Outdoor Hub mobile, the outdoor information engine


----------



## Dr47 (Jan 16, 2011)

The Lake is still 5 ft. below normal summer pool.


----------



## Bad Bub (Jan 17, 2006)

Damn.... thanks. Any chance of launching?

Outdoor Hub mobile, the outdoor information engine


----------



## chopper (May 15, 2004)

The corp of Army engeneers just got the word to start closing dams. The lady said that they will be closing Piedmont probably this week.
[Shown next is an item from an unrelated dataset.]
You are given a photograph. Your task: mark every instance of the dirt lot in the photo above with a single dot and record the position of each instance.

It is way down and no way can you put in at the ramps.


----------



## Bad Bub (Jan 17, 2006)

Hopefully this rain will hurry things along  thanks for the info!

Outdoor Hub mobile, the outdoor information engine


----------



## Ohiobowhunter (Jul 9, 2007)

Just bumping this to the top. Next week looks like very nice weather, but I am wondering if I can get in at the Reynolds Rd ramp. Any info?


----------



## chopper (May 15, 2004)

As for right now, I would say no to Reynolds Rd. The problem up there is its so shallow for a long ways out. Right at the ramp, it is very muddy. Not the solid bottom that you would need. I did see that someone had backed in where they put in the new rip rap at reynolds rd. It looked to me to be very tough also. I think that the lake came up about 6 inches with yesterdays rain. I hate to say it, but we need alot of rain in a very short order. I heard that you can get in at Clendenning at the marina. It is very steep but you can get in.


----------



## Bad Bub (Jan 17, 2006)

The mwcd site is saying that the marina ramp is usable at piedmont. That's based on the water level at the dam so how well that translates to real world levels at the ramp is debatable ......

Outdoor Hub mobile, the outdoor information engine


----------



## I_WALL_I (Apr 27, 2006)

Goat Path!!


----------



## turkeyt (Apr 13, 2006)

AlLOT OF THE LAKES are well below summer pool. There also has been work going on with shorlines and etc, and i believe on or before March 15 was a date i heard when they would be done for the most part. Until then better check on conditions before you go.


----------